That snagged your attention, didn't it? You didn't know if it's wine for cats or wine made from cats. The former is more likely, but the "Japanese" part made cat-extract wine plausible, since they'd not only invent something that peculiar but sell it in vending machines next to Tentacle Romance manga. Here's the LA Times headline:

No Really, they're making wine for cats in Japan

It suggests you're in the middle of a conversation with the writer, who's responding to your inability to accept the writer's assertion. Because conversational-sounding flip-snark with some YOU GUYS added means writers can use the containers we associate with enthusiasm to connote enthusiasm without appearing to be genuinely enthusiastic, even though this form of exaggerated enthusiasm is actually a means of expressing actual enthusiasm, if everyone else is. No one wants to be genuinely enthusiastic by themselves, of course, or be the first one to be genuinely enthusiastic, but someone else says it's okay you guys this is awesome / cute / adorbs / then everyone is like totes enthusiastic xoxo.

Which is why the headlines of major newspaper feature sections sound like the conversation of teenaged girls. We continue:

So it's juice. Okay. Wouldn't have seen the story if this one hadn't popped up in my Zite feed. This was yesterday's BS story, and everyone ran it:

The story begins: "It should come as no surprise to anyone that Oreo cookies were found to be as addictive as cocaine in a recent study." The sentence has two subjective assertions - that no one should be surprised, and Oreos were found to be addictive like coke. But there's a link to a study, so it must be true. It isn't. It's obviously not true. the article concludes:

Because it overrides free will, so you're not responsible.

PSL I now present for your consideration a sentence that may possibly split the culture right down the middle. There are those who will find this instantly compelling - and those who find it a perfect distillation of modern life's less necessary obsessions. From :

I'm fascinated by that sentence. No, it's not the use of "iconic," a word that has been diluted to uselessness by trend writers who want to sound like Serious Cultural Observers. It's not the assertion that the Pumpkin Spice Latte is the most popular seasonal drink. Says who? Starbucks? Anyone check the numbers?
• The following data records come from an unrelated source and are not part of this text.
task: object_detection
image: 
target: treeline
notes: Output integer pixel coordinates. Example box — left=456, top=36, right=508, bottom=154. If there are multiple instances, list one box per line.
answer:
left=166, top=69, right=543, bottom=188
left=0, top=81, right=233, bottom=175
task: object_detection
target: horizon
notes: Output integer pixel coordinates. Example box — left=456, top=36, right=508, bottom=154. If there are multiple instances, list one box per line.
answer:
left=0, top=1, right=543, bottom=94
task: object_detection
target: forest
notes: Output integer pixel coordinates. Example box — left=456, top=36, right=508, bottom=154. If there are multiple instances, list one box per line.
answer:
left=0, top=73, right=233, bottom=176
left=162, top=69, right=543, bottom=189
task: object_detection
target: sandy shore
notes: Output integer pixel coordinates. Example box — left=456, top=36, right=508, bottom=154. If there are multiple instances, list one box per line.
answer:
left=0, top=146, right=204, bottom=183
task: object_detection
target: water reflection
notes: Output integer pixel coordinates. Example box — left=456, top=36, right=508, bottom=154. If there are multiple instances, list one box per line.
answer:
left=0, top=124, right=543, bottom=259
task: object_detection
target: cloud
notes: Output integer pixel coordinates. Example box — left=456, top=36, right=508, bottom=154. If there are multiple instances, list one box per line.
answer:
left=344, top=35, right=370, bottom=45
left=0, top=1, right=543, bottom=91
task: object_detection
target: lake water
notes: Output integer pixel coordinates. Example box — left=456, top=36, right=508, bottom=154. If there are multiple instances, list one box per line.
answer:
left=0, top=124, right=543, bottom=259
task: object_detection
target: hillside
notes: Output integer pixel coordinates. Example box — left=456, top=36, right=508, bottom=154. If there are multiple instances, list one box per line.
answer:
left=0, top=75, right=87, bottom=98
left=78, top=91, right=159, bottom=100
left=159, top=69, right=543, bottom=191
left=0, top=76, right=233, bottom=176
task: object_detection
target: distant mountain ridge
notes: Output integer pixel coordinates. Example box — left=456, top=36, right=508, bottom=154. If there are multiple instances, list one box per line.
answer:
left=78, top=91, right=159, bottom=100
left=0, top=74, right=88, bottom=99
Well, it's probably true.

It's not the subject of Pumpkin flavor, which touches everything possible in October - you can get a great deal on Pumpkin-scented 10-40 weight motor oil down at the corner station this week, you know. It's not the story's artwork, which consists of tweets from Pumpkin Spice Latte enthusiasts. That's how you know this is an important thing: people are tweeting about it and it even has a hashtag. No, it's this: the drink almost didn't happen. Obviously, it did. But it almost didn't! We were that close to disaster! Headline for the story: "THE UNTOLD HISTORY OF STARBUCK'S PUMPKIN SPICE LATTE." Never before revealed to mortals! For years this tale has languished in the silence-shrouded shadows, unrelated by human tongue - but now the silence has been broken! Let the heralds raise high their trumpets and command all to gather for the news!

But hold on. What if we're not supposed to know the history? I'm not saying it's one of those "secrets" the "Wall Street fat cats don't want you to know," but might there be a reason the history was untold?

Yes. The reason we're hearing the "history" now is simple: the PSL is ten years old, and that means someone had to write a feature story about teh stuff. As it turns out, initial attempts to make a palatable pumpkin drink were underwhelming. They could have stopped trying. But they didn't. For a while there some people were thinking "this isn't very good." If anyone had listened to them, there'd be no PSL, and that means there'd be no hipster whining:

This is where you wish Bogart would just materialize out of thin air and give some folks the Ugarte fast-slap treatment. You'll take it and you'll like it.

That quote is from the WSJ article on the same subject, which used this headline:

Starbucks' Pumpkin Spice Latte, the drink that heralds the arrival of fall for its many fans, almost never happened.

Much better. It's not iconic. It does indeed herald the arrival of fall, but only for its fans.

There, I'm done. I'd go order a PSL to see what it's like, but could taste so good I'd be addicted. Don't blame me! It's science.

Here ends the grumpiest blog entry in months.